Since airing, the installment has received mixed to generally positive reviews. In his review for IGN, contributor Colin Moriarty presented mixed feelings toward the episode, saying that, for the show, "perhaps there's light at the end of the tunnel after all". He considered the episode to have "dropped in posthaste behind Monk", but that it "didn't have its usual negative connotation this week... at least, not in full force". Moriarty stated that the "show seemed to take an interesting and much-desired turn for the better". He considered the show to be moving away from being predictable, but that its "stride is below average". Moriarty considered the episode to be more intriguing, and that the characters were developed quite well, especially that of Gus. He continued to question whether the show would be able to last more than one season, but considered the show to be becoming better developed. Moriarty praised two scenes in the episode, Shawn and Gus' conversation on the way to the graveyard and Shawn snooping in the police file room, as being the funniest of the episode. The installment was given a rating of 7, or "good", making it an improvement over the previous two episodes, "Spellingg Bee" and "Speak Now or Forever Hold Your Piece", as well as tying it for the highest rated episode of the season at the time.

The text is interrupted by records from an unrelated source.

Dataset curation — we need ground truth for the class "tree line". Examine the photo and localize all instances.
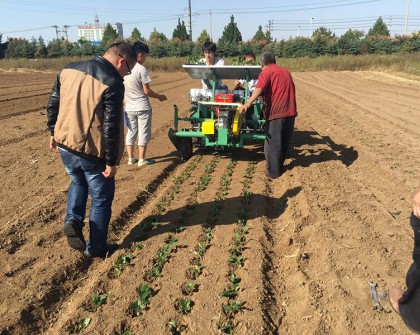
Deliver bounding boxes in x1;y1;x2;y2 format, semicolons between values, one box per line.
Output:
0;15;420;62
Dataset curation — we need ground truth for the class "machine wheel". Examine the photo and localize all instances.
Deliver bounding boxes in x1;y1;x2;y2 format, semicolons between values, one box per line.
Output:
178;137;192;162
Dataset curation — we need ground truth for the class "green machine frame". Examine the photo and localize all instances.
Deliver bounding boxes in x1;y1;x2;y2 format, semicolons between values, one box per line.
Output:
168;65;265;160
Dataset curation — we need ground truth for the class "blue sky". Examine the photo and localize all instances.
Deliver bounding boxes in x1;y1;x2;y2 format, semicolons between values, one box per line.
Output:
0;0;420;42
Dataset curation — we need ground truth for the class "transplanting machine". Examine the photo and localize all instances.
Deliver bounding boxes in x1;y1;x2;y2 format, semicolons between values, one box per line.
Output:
168;65;265;160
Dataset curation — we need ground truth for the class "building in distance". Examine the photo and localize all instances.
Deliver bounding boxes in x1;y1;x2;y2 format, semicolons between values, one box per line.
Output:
78;15;124;45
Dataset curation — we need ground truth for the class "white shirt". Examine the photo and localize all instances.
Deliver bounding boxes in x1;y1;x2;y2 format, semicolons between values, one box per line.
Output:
124;63;152;112
199;58;225;89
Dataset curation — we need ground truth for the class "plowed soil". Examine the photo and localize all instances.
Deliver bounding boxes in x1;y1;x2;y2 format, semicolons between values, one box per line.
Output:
0;72;420;335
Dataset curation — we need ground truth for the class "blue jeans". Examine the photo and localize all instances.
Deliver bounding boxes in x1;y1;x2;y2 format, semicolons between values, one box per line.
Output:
60;149;115;255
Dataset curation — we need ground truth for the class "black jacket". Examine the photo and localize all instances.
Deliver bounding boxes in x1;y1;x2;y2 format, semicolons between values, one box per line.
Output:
47;56;124;166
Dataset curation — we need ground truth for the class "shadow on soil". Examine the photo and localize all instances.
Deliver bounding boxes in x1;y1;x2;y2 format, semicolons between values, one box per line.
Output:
120;187;302;248
285;131;359;170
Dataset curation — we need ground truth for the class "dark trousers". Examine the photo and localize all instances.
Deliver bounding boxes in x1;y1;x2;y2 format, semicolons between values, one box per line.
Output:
399;214;420;332
264;116;295;178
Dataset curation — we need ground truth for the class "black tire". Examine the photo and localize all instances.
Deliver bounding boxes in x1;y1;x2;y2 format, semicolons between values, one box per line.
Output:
178;137;192;162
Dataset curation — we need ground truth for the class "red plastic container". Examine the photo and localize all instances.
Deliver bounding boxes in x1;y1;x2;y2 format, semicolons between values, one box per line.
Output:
214;93;233;102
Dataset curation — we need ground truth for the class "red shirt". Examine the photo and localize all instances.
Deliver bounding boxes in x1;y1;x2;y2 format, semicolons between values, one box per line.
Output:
256;64;297;121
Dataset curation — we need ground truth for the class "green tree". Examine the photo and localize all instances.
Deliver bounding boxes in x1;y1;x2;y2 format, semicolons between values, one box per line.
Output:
368;16;390;36
312;27;337;55
0;34;7;59
5;37;35;58
149;27;168;44
101;23;118;46
47;38;63;58
172;18;190;42
219;15;242;48
197;29;210;45
252;26;268;44
337;29;364;55
129;28;145;42
35;35;48;58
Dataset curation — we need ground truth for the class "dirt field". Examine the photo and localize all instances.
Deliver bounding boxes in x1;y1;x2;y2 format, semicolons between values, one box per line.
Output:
0;72;420;335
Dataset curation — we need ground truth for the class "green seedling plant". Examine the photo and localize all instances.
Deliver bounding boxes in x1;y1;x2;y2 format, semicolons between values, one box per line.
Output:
92;294;108;309
223;300;245;316
134;243;143;250
77;317;91;332
219;319;235;335
143;236;178;282
114;254;133;276
177;299;192;315
228;255;245;266
186;264;203;280
175;226;187;234
220;284;240;299
181;281;197;295
228;272;241;284
130;284;153;316
168;320;187;335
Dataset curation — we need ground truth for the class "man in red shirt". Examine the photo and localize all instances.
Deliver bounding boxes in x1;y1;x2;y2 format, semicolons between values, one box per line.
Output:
239;52;297;178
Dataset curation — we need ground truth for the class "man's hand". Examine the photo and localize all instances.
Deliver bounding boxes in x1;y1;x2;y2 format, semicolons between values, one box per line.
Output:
238;103;249;114
102;165;117;178
413;190;420;219
50;136;58;152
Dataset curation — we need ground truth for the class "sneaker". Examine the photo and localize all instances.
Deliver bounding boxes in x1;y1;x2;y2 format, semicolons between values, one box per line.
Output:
63;220;86;251
83;244;118;258
137;159;156;166
128;158;139;165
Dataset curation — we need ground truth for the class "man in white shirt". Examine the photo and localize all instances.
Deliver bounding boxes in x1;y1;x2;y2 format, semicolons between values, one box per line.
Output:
124;42;167;166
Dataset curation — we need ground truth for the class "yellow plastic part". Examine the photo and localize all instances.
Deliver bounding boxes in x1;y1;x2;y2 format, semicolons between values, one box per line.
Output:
201;120;216;135
232;109;244;136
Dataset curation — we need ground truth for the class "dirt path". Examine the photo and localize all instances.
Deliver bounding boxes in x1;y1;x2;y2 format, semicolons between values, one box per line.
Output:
0;72;420;335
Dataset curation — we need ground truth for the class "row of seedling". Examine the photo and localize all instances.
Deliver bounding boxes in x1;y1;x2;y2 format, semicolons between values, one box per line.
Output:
167;160;237;335
187;155;220;210
129;235;178;316
219;162;255;335
126;156;220;328
156;155;203;215
72;155;207;331
131;155;203;241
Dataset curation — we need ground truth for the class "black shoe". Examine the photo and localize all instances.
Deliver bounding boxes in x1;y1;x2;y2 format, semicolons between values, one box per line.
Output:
83;244;118;258
63;220;86;251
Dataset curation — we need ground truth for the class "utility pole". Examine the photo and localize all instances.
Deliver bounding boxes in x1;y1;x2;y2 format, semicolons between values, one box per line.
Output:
63;25;70;42
209;9;213;42
404;0;410;35
188;0;192;41
309;17;314;38
51;25;59;40
265;20;273;43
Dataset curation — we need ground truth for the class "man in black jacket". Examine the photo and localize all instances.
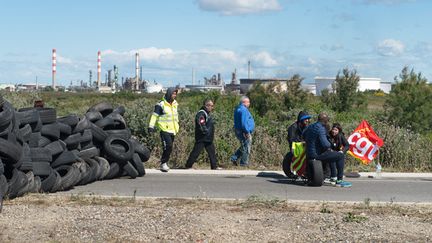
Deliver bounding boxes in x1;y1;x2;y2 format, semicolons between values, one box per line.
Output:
186;99;221;170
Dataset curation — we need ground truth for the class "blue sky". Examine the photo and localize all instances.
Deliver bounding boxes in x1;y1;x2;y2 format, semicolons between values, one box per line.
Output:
0;0;432;85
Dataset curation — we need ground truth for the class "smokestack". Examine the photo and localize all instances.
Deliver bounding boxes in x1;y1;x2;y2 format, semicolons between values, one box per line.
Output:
52;49;57;90
135;52;139;90
192;68;195;85
97;51;102;88
248;61;250;79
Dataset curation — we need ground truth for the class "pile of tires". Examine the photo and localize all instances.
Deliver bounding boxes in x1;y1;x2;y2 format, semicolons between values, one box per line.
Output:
0;98;150;198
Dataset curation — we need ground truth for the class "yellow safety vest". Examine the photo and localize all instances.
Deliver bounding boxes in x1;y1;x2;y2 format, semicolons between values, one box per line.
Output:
149;98;179;135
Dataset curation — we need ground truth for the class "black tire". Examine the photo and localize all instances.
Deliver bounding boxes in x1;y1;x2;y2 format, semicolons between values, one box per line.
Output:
36;108;57;124
39;136;51;147
30;148;52;162
6;169;28;199
78;147;100;159
103;135;133;163
104;163;120;180
19;124;32;143
105;128;132;139
90;123;108;143
85;111;103;123
45;140;66;156
129;138;150;162
72;116;91;133
29;132;42;148
106;113;126;130
30;119;43;132
55;165;80;190
57;122;72;137
0;174;9;199
51;150;79;168
307;159;324;186
29;176;42;193
0;138;22;164
0;122;13;139
33;161;51;176
112;105;126;116
41;170;57;192
130;153;145;176
87;102;113;117
123;162;138;179
41;123;60;141
50;170;62;193
63;133;82;149
85;159;101;182
282;152;297;179
78;161;93;185
94;117;115;129
80;129;93;143
15;109;40;127
57;114;79;127
94;156;110;180
17;143;33;174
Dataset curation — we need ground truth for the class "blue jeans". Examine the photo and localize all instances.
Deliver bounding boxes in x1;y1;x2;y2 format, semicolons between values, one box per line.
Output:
231;130;252;166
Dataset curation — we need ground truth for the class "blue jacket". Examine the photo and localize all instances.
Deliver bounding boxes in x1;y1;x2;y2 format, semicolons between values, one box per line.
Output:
234;103;255;133
303;122;331;159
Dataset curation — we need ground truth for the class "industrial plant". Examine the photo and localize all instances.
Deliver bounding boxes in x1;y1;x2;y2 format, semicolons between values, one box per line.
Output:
0;48;392;96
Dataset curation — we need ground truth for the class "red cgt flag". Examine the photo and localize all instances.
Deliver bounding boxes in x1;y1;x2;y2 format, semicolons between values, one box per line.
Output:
348;120;384;165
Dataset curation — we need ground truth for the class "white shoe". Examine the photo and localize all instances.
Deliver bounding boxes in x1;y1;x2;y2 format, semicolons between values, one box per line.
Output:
160;163;169;172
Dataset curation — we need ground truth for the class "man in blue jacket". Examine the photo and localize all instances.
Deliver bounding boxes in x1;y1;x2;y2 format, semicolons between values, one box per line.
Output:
231;96;255;166
303;113;351;187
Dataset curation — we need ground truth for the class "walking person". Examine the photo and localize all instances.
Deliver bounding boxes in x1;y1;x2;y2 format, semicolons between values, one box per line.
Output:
231;96;255;166
303;113;351;187
185;99;221;170
148;88;179;172
282;111;311;179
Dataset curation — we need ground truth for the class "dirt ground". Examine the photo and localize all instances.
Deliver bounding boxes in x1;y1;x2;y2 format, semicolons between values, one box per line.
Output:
0;194;432;242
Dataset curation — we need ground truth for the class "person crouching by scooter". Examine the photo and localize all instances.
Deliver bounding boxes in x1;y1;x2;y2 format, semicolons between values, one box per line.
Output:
303;113;352;187
185;99;222;170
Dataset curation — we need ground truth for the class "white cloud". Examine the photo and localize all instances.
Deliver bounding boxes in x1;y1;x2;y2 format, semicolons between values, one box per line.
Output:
57;54;73;64
377;39;405;56
197;0;282;15
251;51;278;67
352;0;416;5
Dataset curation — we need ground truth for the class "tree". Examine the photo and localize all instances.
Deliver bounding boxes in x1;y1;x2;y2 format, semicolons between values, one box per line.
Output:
321;68;365;112
284;74;308;109
384;67;432;132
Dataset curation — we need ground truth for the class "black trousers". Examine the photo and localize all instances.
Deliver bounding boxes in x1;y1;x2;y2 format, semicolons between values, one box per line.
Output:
186;142;217;170
160;131;174;164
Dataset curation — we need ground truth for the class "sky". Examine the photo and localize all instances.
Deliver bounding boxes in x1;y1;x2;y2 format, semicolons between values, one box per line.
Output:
0;0;432;86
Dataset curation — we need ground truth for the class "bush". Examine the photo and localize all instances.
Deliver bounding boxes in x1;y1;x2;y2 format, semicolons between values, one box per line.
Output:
385;67;432;133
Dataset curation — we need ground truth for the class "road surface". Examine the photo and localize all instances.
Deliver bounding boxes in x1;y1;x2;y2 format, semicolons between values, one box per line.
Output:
56;171;432;203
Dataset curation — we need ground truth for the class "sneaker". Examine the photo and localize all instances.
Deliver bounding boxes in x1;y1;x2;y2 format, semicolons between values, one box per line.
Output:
160;163;169;172
336;180;352;187
324;178;336;186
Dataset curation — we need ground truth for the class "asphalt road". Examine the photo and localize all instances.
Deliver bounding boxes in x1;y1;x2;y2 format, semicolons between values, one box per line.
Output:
57;172;432;203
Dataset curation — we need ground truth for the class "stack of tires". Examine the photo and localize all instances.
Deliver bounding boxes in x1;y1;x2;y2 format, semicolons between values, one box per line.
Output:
0;97;150;198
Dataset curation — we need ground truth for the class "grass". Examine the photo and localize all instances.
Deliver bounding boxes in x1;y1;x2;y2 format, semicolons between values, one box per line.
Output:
343;212;368;223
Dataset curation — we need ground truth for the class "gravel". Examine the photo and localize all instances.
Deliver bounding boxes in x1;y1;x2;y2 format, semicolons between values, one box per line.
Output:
0;194;432;242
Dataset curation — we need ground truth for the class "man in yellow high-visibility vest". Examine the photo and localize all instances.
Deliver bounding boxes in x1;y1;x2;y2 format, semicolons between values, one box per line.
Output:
148;88;179;172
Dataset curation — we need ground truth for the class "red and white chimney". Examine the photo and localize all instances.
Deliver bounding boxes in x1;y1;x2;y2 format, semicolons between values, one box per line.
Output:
97;51;102;88
52;49;57;90
135;52;139;90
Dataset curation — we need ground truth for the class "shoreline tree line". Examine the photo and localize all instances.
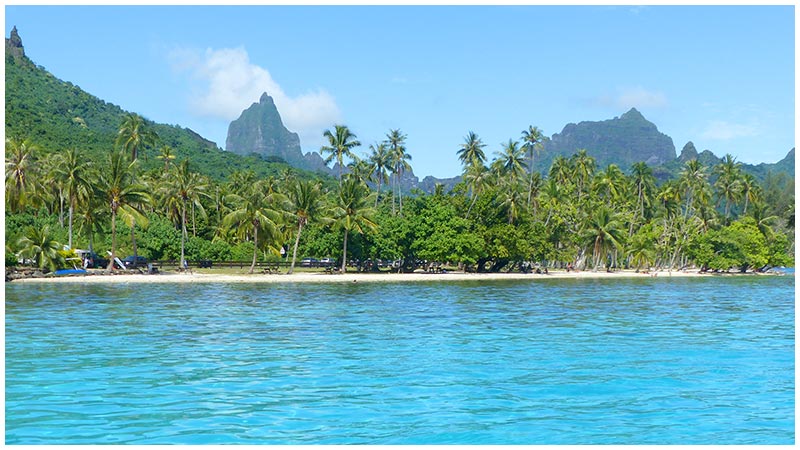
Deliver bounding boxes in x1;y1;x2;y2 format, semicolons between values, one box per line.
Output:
5;113;794;272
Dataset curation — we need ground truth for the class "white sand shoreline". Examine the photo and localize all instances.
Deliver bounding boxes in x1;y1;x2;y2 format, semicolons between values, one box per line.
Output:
7;270;753;284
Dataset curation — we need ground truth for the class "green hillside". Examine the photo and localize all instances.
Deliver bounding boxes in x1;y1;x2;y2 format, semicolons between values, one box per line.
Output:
5;43;328;180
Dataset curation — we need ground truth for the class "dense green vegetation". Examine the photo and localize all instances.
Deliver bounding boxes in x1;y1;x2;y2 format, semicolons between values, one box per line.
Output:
6;115;794;271
5;41;794;271
5;55;318;185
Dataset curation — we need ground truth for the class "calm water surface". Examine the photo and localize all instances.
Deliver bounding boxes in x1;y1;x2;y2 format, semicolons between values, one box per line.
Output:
5;276;795;444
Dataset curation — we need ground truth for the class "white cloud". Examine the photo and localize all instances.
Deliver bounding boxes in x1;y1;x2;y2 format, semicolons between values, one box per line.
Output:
169;47;341;143
701;120;759;141
616;86;667;108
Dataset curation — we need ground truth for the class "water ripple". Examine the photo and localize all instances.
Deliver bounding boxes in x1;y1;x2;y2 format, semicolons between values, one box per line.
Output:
6;277;794;444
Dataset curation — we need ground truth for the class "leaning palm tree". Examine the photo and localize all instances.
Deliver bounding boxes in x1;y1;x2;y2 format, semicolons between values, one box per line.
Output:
331;177;377;273
287;180;324;274
56;148;92;248
386;129;411;215
222;180;281;273
319;125;361;183
17;226;64;271
99;152;151;270
583;206;623;271
116;113;158;161
456;131;486;173
493;139;525;185
369;142;390;208
162;159;211;265
156;145;175;173
522;125;544;207
6;139;37;212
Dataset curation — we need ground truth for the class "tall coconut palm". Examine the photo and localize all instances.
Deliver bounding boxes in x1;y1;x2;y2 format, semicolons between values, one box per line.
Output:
6;139;37;212
287;180;324;274
456;131;486;174
369;142;391;208
222;181;281;273
156;145;175;173
116;113;158;161
583;206;623;271
492;139;525;186
17;225;64;271
331;177;377;273
386;129;411;215
678;158;708;217
162;159;211;265
740;173;761;214
714;153;742;220
522;125;543;207
630;162;656;230
319;125;361;183
99;151;151;270
57;148;92;248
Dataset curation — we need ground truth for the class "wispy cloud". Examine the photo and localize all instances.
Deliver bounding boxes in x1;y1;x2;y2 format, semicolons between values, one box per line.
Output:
701;120;759;141
592;86;668;109
169;47;341;143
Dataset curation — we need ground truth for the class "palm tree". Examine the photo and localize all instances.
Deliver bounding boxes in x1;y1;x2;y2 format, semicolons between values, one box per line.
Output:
17;225;64;271
319;125;361;183
456;131;486;173
492;139;525;185
630;162;656;230
464;163;491;218
678;159;708;217
99;152;151;270
584;206;623;271
741;173;761;214
332;177;377;273
156;145;175;173
714;153;742;220
116;113;158;161
750;200;778;239
6;139;37;212
386;129;411;215
287;180;324;274
222;180;281;273
57;149;92;248
522;125;543;207
369;142;391;208
162;159;211;267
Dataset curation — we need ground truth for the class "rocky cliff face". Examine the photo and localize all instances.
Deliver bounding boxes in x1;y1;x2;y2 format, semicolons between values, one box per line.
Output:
225;92;330;173
6;26;25;58
537;108;676;170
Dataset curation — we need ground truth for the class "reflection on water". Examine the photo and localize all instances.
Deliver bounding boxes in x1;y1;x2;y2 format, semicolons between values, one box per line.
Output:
6;276;794;444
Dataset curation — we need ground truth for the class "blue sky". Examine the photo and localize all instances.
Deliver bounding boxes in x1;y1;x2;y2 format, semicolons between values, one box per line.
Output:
5;5;795;178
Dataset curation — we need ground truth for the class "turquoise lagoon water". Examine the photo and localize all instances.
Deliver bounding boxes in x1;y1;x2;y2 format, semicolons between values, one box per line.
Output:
5;276;795;444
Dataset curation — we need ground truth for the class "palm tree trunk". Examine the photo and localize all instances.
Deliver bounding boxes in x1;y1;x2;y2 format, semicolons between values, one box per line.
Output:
248;225;258;274
288;221;303;275
131;222;138;267
375;178;383;208
528;149;533;208
342;228;348;273
106;210;117;272
69;201;75;248
180;202;186;269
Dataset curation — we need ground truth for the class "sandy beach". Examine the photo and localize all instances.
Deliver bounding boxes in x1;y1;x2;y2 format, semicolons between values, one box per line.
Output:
7;270;715;283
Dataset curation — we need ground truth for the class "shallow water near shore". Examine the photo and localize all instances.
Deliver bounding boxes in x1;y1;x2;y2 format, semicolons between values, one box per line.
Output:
5;276;795;444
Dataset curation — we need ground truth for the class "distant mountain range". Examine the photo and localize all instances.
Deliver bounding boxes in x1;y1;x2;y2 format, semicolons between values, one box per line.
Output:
5;28;794;192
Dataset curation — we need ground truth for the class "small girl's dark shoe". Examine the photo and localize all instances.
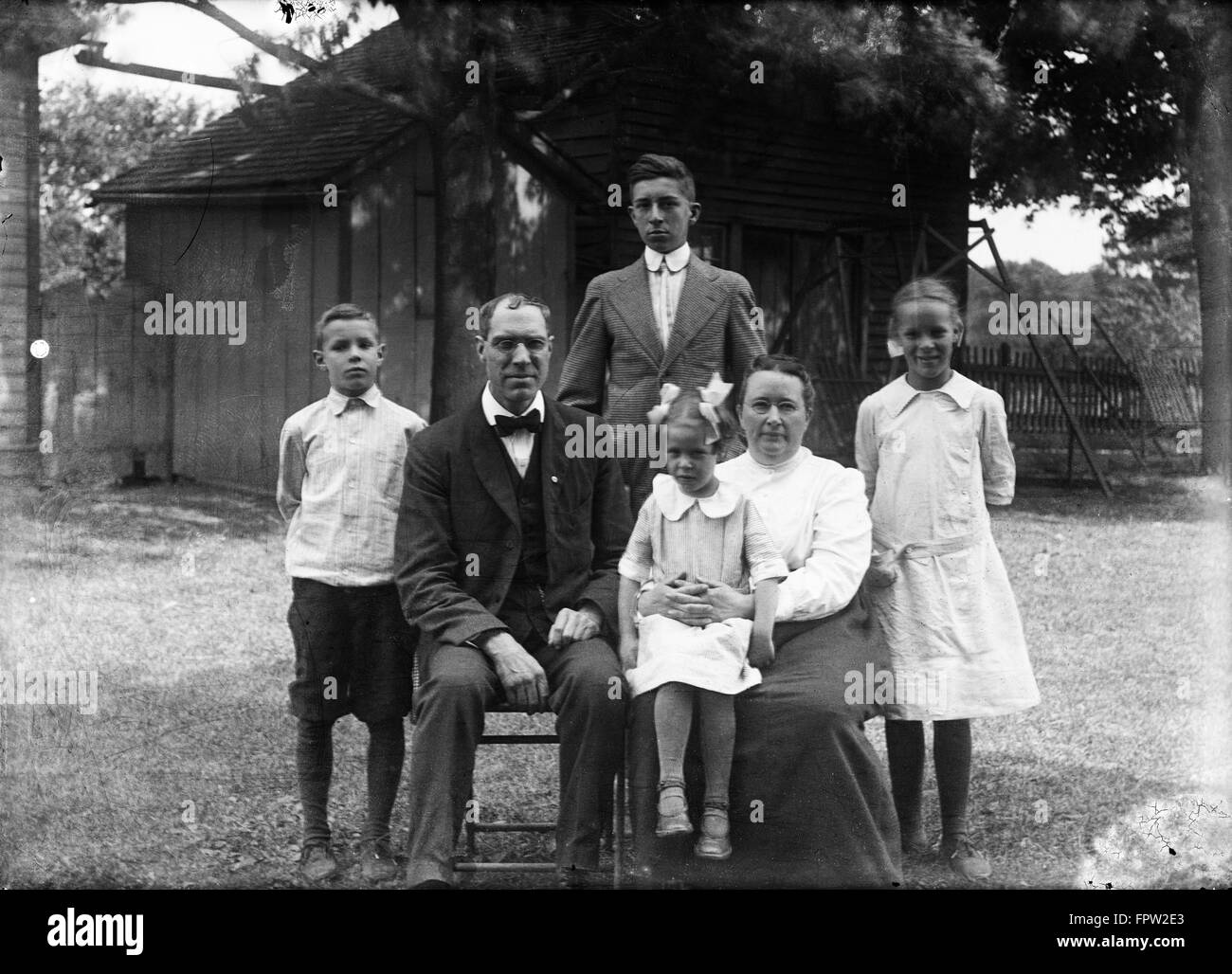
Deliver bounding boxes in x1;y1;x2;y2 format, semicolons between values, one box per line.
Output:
694;805;732;859
654;781;693;839
941;835;993;879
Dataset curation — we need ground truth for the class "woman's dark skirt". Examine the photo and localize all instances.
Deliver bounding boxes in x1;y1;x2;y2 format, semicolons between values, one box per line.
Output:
628;596;902;888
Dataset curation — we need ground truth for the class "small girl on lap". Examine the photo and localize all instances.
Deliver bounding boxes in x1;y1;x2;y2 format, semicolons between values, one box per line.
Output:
620;374;788;859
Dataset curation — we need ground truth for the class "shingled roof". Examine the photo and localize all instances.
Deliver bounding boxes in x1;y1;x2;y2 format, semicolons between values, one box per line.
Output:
94;9;625;203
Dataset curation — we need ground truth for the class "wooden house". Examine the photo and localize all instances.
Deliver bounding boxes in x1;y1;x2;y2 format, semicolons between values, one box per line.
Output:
86;12;969;492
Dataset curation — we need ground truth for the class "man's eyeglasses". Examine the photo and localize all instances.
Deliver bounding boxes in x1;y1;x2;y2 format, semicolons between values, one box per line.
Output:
488;338;547;354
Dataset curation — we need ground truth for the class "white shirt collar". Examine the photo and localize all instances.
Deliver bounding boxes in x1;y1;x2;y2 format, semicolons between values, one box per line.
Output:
480;382;547;426
650;474;740;521
886;371;980;416
325;383;381;416
644;242;691;274
744;443;813;474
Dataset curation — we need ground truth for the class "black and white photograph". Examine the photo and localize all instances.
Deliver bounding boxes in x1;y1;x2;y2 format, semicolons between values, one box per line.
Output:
0;0;1232;963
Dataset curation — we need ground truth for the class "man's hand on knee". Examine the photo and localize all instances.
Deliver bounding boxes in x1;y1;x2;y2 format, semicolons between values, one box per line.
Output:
483;632;549;711
547;605;600;649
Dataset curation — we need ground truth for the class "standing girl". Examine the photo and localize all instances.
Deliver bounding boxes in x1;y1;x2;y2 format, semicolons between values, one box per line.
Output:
620;374;788;859
855;277;1040;879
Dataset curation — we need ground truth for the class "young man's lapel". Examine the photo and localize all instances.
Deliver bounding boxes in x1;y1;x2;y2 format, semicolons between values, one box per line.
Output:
652;254;722;369
612;258;662;366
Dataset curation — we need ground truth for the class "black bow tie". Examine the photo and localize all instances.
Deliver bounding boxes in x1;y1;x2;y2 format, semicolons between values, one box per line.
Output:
496;408;541;436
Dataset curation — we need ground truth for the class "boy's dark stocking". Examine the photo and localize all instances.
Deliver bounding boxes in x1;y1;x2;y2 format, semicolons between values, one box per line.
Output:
364;716;407;842
931;720;970;839
654;683;697;784
296;718;334;848
886;720;935;851
698;690;735;808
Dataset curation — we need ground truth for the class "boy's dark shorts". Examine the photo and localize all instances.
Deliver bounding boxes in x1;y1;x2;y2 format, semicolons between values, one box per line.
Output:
287;579;415;724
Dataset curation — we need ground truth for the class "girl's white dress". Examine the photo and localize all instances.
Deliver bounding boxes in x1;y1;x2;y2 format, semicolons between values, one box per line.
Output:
855;371;1040;720
620;474;788;695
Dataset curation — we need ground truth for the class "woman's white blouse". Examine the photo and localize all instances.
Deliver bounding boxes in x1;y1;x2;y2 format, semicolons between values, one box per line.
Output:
715;447;872;622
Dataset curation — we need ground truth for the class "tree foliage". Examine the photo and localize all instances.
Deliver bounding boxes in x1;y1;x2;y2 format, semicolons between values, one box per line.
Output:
38;81;209;295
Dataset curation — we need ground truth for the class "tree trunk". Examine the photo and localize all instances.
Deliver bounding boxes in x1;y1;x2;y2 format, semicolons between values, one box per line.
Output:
430;98;499;423
1187;4;1232;479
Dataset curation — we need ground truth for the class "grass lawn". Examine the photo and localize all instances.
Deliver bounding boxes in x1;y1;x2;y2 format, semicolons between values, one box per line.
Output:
0;478;1232;888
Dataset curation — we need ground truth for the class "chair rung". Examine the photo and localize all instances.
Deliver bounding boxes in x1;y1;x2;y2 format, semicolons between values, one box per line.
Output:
467;821;555;833
480;734;561;744
453;862;555;873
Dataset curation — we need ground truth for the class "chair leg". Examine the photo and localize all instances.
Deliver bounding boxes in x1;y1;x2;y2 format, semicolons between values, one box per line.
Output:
612;761;625;889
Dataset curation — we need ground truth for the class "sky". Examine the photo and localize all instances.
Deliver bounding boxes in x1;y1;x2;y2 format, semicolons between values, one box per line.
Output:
40;0;1104;274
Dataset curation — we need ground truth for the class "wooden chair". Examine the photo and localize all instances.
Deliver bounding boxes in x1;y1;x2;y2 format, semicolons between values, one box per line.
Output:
411;658;625;889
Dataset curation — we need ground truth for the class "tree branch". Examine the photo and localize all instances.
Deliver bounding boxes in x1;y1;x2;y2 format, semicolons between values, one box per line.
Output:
101;0;424;122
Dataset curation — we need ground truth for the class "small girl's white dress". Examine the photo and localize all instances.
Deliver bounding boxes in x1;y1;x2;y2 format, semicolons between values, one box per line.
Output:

In his review for TV Squad, critic Richard Keller generally praised the installment, calling it "the funniest episode of the series so far". Keller compared James Roday to Ben Stiller, and praised the development of Gus' character. He also praised the development of detectives Lassiter and O'Hara. He cited the scene in which Shawn and Gus are trapped by the criminals as an example of why the episode was the funniest to him. However, Keller also had a few complaints with the installment. He criticized the episode's beginning, where "a seemingly large evergreen forest looming" can be seen, saying that it ruined the illusion of the show taking place in Santa Barbara. He stated that "the whole thing seemed a little bit incomplete" due to the lack of a complete "psychic reveal" at the end of the episode, and that the reduced use of Corbin Bernsen in the installment was an issue.